The New York Times article in which I discovered this trend pays
close attention to the consumer aspects of the phenomenon, detailing how “romantic
events” companies and “etiquette coaches” are jumping on the trend. Since real
holidays such as Christmas have devolved into a potlatch of spending, it makes
sense that manufactured holidays or life events would quickly become
commoditized into a series of goods and services—it’s another opportunity to
meet an emotional need by spending money.
A few things strike me
as interesting about the development of the elaborate prom “ask.” The Times
article and all the thousands of other stories about asking someone to go to
the prom that are in the news media this week all assume that it is the boy who
asks the girl. Not only could I find no reference to a gay individual asking
someone to a prom, there was not one mention of a girl asking a boy. Shocking,
but perhaps just to me, since in the late 1960’s I was asked to go to my prom
by a girl.
Surely, some girl
somewhere in the country asked a boy in a cute enough way to make the evening
news this year. Yes, there was one: a
heart-warming story about a girl who asked a boy with autism to the prom as an act of kindness. Admirable and maybe worth a human-interest
feature in the evening news, but the hidden message about normal expectations
is pernicious. My take is that the editors and writers who specialize in
prom-type stuff are always striving to confirm a set of traditional values,
including the “boy asks girl” principle, which is a corollary to the principle
that “boy decides.”
Beyond the covert
sexism in the reporting of the cute “prom ask” trend, there is the essence of
the event—the anxiety that many teenage boys and girls feel when asking someone
for a date. Of course, it’s not just teenagers who when dialing the phone
suffer a deep fear of rejection even as they feel an exhilaration considering
the possibilities. It’s typical for American companies to create anxieties or
needs and then fill them with products and services. The “prom ask” is
ready-made, since the anxiety always existed. Retailers, consultants and
trend-setters just needed to channel that anxiety into a situation that
required making purchases.
With or without the “prom
ask” ritual, the prom gets too much attention nowadays: dresses have gotten too
expensive and prom night has flowered into a series of rituals like the
after-prom party, the hotel stay and events the following day, each of which
raise the cost of participation. The
prom has come to exemplify Thorsten Veblen’s theory of conspicuous consumption,
which means the spending on luxury goods and services to demonstrate social
status.
The prom has also
become a stage for acting out social issues, as each year the news media
uncovers stories about segregated proms, prom dress restrictions, anti-proms,
use of social media in prom planning and the cost of proms.
In total, some 13.4
million stories popped up when searching for “prom” on Google News; “prom ask”

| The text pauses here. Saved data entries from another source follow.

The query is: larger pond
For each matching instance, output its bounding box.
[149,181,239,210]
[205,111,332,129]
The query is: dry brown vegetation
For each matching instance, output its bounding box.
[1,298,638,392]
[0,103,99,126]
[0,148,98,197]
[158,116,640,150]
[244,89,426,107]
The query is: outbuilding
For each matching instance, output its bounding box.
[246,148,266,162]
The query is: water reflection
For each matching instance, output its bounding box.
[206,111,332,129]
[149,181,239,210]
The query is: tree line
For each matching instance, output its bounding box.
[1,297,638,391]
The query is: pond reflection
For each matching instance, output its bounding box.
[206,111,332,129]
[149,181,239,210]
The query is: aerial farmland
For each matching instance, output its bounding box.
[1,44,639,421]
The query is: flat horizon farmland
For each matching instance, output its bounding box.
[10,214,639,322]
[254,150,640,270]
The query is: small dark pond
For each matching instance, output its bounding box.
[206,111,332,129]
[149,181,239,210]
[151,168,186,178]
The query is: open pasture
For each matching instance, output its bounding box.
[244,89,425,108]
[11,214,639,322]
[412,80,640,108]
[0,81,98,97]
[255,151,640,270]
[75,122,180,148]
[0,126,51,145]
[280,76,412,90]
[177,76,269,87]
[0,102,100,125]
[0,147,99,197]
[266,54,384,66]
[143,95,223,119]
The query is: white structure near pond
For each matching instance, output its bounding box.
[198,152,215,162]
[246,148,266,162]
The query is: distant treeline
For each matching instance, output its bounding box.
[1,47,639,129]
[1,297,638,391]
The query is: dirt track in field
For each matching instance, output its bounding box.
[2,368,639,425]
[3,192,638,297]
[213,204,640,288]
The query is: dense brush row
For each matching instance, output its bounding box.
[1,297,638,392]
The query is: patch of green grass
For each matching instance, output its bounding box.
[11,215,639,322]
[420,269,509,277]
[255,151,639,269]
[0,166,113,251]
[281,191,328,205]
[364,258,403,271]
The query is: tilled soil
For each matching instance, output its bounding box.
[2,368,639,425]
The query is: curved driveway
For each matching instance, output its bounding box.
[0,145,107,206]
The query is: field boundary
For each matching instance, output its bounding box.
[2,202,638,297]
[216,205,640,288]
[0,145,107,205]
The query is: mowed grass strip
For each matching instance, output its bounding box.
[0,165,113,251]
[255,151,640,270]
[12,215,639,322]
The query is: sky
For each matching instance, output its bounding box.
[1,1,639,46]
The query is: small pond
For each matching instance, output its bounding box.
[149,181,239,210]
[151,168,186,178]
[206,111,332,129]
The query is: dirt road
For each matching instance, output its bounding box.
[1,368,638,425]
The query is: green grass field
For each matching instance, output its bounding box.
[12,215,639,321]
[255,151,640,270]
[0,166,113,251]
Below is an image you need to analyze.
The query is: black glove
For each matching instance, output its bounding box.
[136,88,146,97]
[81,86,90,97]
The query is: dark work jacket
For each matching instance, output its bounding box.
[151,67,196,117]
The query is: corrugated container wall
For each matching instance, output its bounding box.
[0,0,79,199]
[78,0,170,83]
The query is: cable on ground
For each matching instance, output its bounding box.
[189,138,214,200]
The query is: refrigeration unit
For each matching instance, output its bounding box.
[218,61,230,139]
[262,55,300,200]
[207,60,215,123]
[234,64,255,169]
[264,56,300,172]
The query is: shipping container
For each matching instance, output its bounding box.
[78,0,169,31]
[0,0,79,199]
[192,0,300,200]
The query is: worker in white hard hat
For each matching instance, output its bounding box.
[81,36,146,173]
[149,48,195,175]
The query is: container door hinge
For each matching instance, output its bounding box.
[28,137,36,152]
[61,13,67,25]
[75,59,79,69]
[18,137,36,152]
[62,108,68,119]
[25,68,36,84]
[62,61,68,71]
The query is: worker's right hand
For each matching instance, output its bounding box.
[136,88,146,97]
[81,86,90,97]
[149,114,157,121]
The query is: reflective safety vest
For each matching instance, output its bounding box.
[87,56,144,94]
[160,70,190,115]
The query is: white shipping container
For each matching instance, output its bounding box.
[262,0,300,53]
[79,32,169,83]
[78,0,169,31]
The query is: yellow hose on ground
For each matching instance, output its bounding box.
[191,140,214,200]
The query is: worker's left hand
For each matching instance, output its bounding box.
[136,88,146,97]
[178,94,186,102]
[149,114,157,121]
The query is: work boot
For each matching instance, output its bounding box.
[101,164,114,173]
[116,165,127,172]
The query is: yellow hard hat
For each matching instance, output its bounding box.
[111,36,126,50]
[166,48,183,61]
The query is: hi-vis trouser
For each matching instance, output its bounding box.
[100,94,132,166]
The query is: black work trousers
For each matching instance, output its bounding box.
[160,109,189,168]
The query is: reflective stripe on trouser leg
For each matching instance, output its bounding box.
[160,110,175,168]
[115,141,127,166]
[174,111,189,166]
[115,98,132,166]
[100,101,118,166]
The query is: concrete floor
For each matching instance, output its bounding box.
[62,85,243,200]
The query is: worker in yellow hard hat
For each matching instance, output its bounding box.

yielded 49,700 of them. A search for “global warming” yielded 76,700 stories;
“college loans” yielded 1.3 million; “Plan B,” which refers to FDA plans to
allow the over-the-counter sale of Plan B birth control to prom queens and any
other girl aged 15 or older, yielded 21,7000 stories. In other words, in the narrow slice of time
covered in any standard Google News search, more media outlets cared about how
teens ask other teens to go to a dance than about a breaking news story related
to sexual freedom for teenage girls.
Of course, there are
so many possible ways for the mass media to cover proms: asks, dresses,
corsages, decorations, social issues. But read closely: virtually all the stories soon reduce to
discussions of shopping for goods and services.